As the Globe reported, 54 percent of Roxbury’s housing is income restricted — which means it’s reserved for households earning below a certain income. That compares with 6 percent in whiter, more affluent neighborhoods, such as the Back Bay, the North End, and Beacon Hill.
Given those statistics, Fernandes Anderson is calling for a temporary moratorium on all new development of public parcels in Roxbury. “Instead of concentrating poverty in one area of Boston, why don’t we have all of Boston share that responsibility?” Fernandes Anderson asks.
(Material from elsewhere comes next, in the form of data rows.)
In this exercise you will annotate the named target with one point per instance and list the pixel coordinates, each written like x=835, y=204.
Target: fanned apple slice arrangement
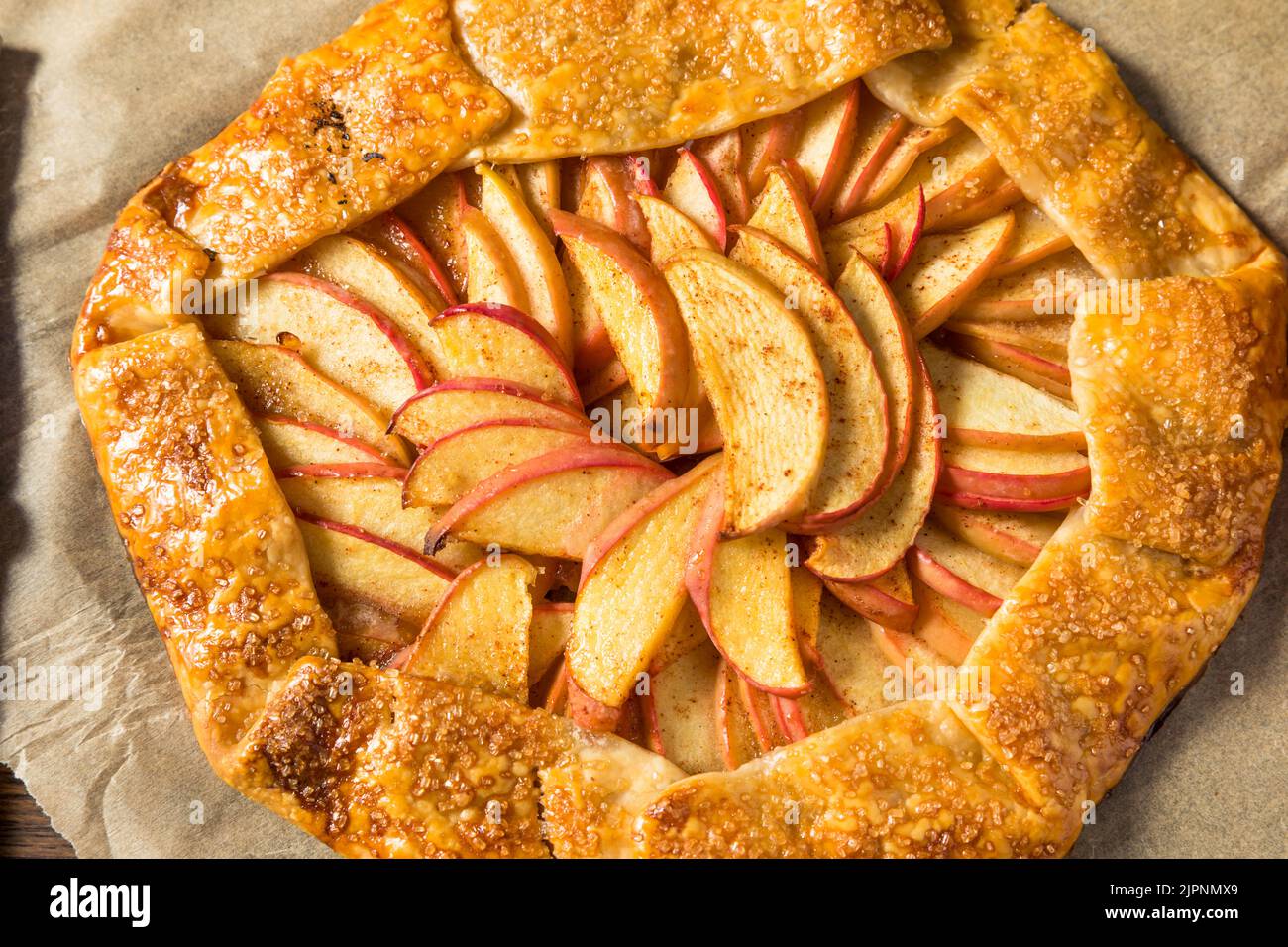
x=694, y=445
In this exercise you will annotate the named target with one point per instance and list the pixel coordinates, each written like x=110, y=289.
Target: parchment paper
x=97, y=97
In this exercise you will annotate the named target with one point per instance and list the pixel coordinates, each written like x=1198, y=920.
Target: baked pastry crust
x=1127, y=602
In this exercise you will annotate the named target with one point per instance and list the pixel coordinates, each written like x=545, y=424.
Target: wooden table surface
x=25, y=831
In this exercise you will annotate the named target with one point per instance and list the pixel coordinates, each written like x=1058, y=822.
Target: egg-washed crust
x=1051, y=108
x=376, y=763
x=1181, y=393
x=1089, y=651
x=627, y=76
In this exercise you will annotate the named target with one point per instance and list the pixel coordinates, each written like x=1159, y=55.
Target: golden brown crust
x=897, y=783
x=1181, y=393
x=630, y=75
x=214, y=545
x=1094, y=644
x=1065, y=129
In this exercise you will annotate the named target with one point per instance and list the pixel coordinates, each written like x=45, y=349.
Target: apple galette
x=612, y=428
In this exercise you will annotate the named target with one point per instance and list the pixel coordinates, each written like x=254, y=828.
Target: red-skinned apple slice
x=478, y=634
x=825, y=142
x=533, y=256
x=877, y=538
x=493, y=274
x=962, y=573
x=722, y=157
x=454, y=405
x=945, y=268
x=683, y=698
x=875, y=311
x=290, y=442
x=1014, y=536
x=692, y=191
x=887, y=599
x=399, y=244
x=548, y=635
x=858, y=412
x=759, y=368
x=742, y=591
x=555, y=504
x=492, y=341
x=1030, y=368
x=877, y=132
x=1014, y=474
x=1047, y=338
x=364, y=495
x=767, y=144
x=275, y=380
x=456, y=463
x=355, y=565
x=1035, y=237
x=636, y=308
x=632, y=586
x=346, y=338
x=784, y=213
x=670, y=231
x=988, y=408
x=1048, y=287
x=434, y=215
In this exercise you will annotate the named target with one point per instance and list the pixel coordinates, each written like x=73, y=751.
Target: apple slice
x=683, y=697
x=877, y=538
x=399, y=244
x=493, y=275
x=1047, y=287
x=1017, y=474
x=903, y=158
x=489, y=341
x=670, y=231
x=945, y=268
x=858, y=423
x=454, y=405
x=478, y=635
x=694, y=191
x=877, y=131
x=362, y=270
x=548, y=635
x=434, y=214
x=1047, y=338
x=784, y=213
x=885, y=599
x=1026, y=367
x=353, y=565
x=1035, y=237
x=636, y=308
x=1014, y=536
x=767, y=144
x=759, y=368
x=742, y=590
x=533, y=256
x=554, y=504
x=632, y=585
x=870, y=303
x=722, y=157
x=987, y=408
x=343, y=337
x=735, y=729
x=275, y=380
x=364, y=495
x=825, y=142
x=960, y=571
x=456, y=463
x=290, y=442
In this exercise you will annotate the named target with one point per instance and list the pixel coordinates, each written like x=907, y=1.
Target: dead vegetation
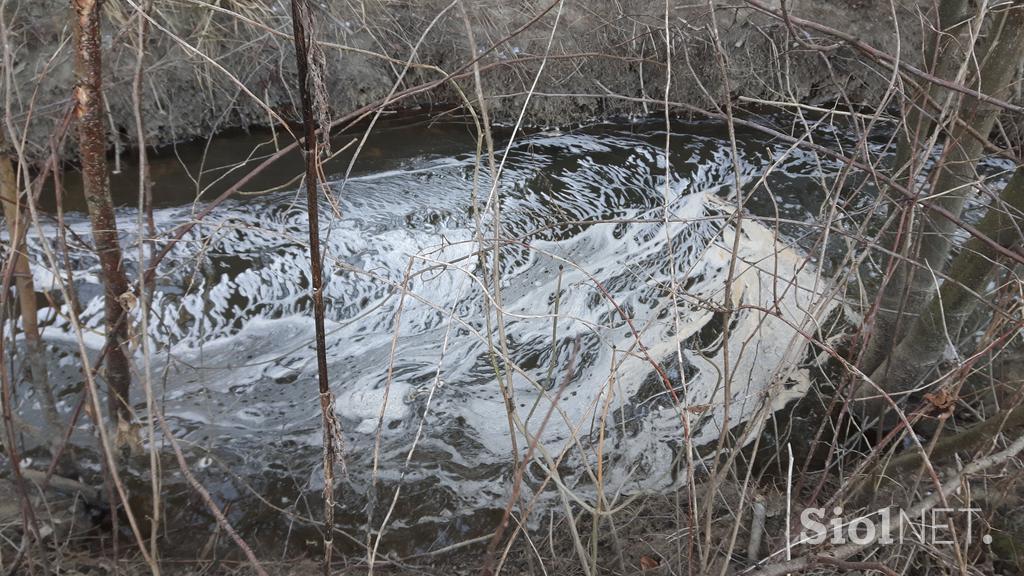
x=915, y=404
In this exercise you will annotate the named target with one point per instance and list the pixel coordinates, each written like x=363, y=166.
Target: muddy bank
x=597, y=48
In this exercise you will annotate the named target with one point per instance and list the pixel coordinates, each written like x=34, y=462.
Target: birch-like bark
x=910, y=287
x=90, y=114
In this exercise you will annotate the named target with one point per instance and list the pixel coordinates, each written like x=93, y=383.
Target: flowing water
x=631, y=247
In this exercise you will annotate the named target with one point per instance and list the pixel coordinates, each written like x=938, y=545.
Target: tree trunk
x=308, y=84
x=943, y=54
x=910, y=287
x=16, y=224
x=92, y=148
x=943, y=318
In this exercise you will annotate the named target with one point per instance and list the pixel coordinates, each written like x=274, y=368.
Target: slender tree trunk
x=940, y=322
x=92, y=148
x=307, y=85
x=943, y=54
x=911, y=287
x=27, y=298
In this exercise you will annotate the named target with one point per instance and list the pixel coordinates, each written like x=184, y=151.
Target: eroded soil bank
x=208, y=65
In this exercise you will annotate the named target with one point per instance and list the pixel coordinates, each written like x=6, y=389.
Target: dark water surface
x=413, y=340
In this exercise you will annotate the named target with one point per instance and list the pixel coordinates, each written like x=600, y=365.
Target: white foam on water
x=233, y=334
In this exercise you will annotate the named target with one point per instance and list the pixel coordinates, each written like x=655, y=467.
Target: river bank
x=209, y=67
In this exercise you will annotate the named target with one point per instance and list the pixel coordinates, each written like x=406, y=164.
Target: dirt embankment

Still, arguing that there’s too much affordable housing anywhere can be a hard sell. The national shortage of affordable housing is considered a crisis, and that’s certainly true in Greater Boston. According to The Boston Foundation’s annual Greater Boston Housing Report Card, housing prices are up and out of reach for most people. In Cambridge, a house slated for demolition with boarded up windows and a tarp on its roof just sold for $2.3 million. Meanwhile, new housing production remains stagnant.
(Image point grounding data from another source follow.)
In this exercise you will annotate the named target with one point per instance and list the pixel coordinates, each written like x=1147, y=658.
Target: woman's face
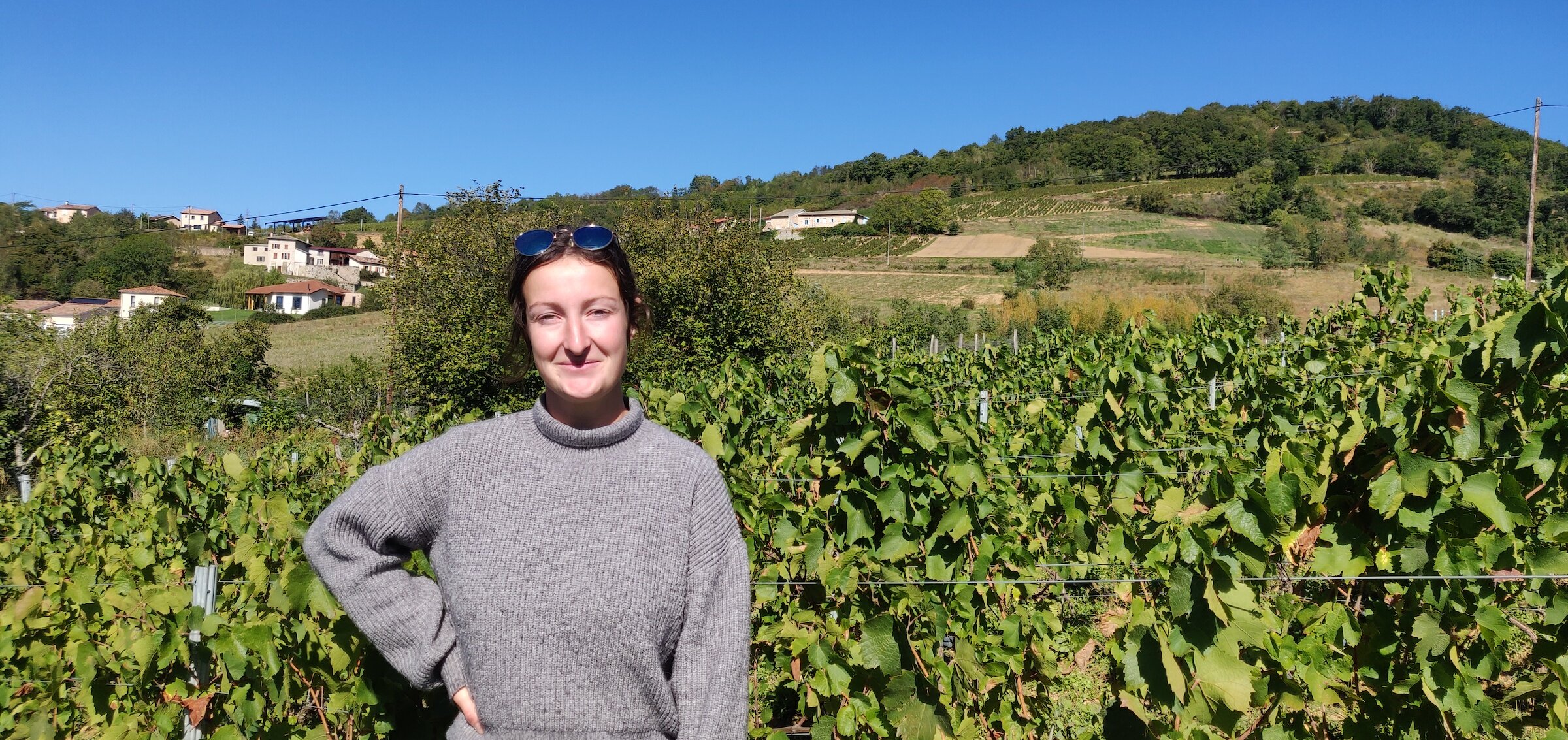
x=578, y=328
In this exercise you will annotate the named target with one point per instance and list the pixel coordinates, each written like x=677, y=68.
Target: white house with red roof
x=68, y=210
x=148, y=295
x=295, y=297
x=300, y=257
x=201, y=220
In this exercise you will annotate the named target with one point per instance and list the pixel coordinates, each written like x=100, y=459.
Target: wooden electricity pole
x=400, y=212
x=1529, y=228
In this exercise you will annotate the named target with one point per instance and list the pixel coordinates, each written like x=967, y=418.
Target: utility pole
x=1529, y=228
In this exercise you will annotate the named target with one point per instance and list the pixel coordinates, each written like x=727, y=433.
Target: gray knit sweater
x=592, y=582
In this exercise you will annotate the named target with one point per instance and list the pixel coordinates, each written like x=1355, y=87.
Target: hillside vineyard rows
x=1355, y=532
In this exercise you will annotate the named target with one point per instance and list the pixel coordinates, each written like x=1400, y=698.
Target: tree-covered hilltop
x=1386, y=135
x=1250, y=157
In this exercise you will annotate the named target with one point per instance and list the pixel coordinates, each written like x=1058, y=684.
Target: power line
x=174, y=229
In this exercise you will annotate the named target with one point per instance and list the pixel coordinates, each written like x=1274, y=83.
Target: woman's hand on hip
x=465, y=703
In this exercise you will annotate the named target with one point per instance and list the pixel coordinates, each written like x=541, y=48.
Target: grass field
x=228, y=315
x=872, y=287
x=308, y=346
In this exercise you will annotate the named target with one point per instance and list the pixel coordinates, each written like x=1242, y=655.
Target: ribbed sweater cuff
x=452, y=673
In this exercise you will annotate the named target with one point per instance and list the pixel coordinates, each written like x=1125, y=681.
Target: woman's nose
x=576, y=336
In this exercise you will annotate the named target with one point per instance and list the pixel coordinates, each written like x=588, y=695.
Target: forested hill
x=1379, y=135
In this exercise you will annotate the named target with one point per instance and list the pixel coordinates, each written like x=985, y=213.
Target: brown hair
x=610, y=256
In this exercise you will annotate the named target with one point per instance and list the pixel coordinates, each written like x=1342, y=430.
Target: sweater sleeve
x=714, y=651
x=358, y=546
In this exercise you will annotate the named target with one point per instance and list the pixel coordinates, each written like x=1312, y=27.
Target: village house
x=798, y=218
x=303, y=259
x=148, y=295
x=366, y=259
x=201, y=220
x=76, y=312
x=67, y=210
x=297, y=297
x=278, y=253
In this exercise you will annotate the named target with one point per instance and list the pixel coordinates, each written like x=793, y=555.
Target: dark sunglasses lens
x=534, y=242
x=593, y=237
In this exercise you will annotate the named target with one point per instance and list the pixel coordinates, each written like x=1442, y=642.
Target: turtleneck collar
x=601, y=436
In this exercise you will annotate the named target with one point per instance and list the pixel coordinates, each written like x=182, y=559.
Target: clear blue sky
x=265, y=107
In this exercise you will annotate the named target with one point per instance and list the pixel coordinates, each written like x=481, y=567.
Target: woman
x=592, y=577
Boston rents are also sky-high; according to one recent report, this city has the second-highest rents in the country. In addition, according to the Boston Foundation report, about 45 percent of renters overall in Greater Boston spend more than 30 percent of their income on rent, which means they are considered “cost-burdened,” and the percentage of renters of color who fall into that category is higher — about 52 percent of Black renters and 53 percent of Latino renters. Meanwhile, housing production does not meet current needs. It lags especially in Boston’s wealthy suburbs, where there is resistance to housing in general and affordable housing in particular.
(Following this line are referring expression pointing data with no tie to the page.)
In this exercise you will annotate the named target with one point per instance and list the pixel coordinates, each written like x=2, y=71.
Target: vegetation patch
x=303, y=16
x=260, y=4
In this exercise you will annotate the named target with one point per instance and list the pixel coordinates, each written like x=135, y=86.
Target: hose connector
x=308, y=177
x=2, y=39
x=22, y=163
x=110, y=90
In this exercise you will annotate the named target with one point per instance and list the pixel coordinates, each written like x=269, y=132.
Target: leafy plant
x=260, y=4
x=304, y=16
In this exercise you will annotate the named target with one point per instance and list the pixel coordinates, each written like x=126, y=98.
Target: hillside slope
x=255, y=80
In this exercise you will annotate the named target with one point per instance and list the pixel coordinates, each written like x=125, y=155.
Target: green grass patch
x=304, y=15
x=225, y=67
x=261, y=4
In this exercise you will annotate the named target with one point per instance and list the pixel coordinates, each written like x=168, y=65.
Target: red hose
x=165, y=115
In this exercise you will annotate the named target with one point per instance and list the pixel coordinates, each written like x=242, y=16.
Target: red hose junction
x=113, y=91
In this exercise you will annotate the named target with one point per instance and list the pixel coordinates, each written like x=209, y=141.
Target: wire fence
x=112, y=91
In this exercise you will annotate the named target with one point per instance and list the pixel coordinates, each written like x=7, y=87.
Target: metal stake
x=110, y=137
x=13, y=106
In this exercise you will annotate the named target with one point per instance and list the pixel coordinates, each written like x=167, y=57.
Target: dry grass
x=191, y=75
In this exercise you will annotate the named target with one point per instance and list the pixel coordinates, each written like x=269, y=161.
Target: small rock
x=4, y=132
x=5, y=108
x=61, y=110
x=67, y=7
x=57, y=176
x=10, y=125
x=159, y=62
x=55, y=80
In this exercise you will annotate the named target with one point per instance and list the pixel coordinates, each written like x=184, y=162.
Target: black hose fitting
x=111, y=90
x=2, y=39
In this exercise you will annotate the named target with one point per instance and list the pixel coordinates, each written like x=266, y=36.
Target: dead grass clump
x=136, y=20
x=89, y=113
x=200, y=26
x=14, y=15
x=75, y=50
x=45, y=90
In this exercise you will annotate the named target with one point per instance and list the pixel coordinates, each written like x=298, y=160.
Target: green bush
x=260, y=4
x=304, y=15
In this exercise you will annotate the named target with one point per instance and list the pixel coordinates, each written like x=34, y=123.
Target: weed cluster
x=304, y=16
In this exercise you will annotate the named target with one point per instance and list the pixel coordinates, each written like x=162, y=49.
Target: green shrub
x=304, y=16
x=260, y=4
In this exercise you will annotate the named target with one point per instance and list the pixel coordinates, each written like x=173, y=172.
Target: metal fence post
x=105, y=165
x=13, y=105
In Boston, poorer neighborhoods like Roxbury are getting a larger share of so-called income-restricted housing. On one hand, that’s good for those who need it and it can be a tool to fight displacement. But Fernandes Anderson believes that it also comes at the expense of other needs, like affordable home ownership options, commercial space, and green space. Too much of it in one neighborhood could also have the effect of lowering property values for others.
The pressure to provide housing is real, but the disparity in the distribution of affordable housing is a legitimate concern. If the city’s poorest residents are all housed in one neighborhood, that creates a kind of economic segregation that is hard for people to break out of. This is not just a Boston problem. Federal research has shown that low-cost housing is concentrated in high-poverty areas across the country. In San Diego, a lawsuit that alleges city officials worsened generational poverty by concentrating low-income housing in one neighborhood is headed to trial. “No legitimate purpose is served by concentrating poverty in these low-income areas,” the plaintiffs say in their complaint. “Rather, keeping the low-income housing out of the non-affected communities feeds to the will of those with higher incomes and the resulting ability to influence politics through their wealth.”
Reams of research suggest that economic desegregation would be good for poor people. How to get there is far from straightforward, but it must involve both wealthy suburbs opening their doors and cities pulling back from policies that concentrate poverty. Ultimately, where affordable housing is built is a matter of planning that reveals a city and a state’s philosophy about equity, wealth, and income. A moratorium in one Boston neighborhood may be too blunt an instrument, but by proposing one Fernandes Anderson has illuminated a problem that policy makers and affordable housing advocates themselves too often ignore.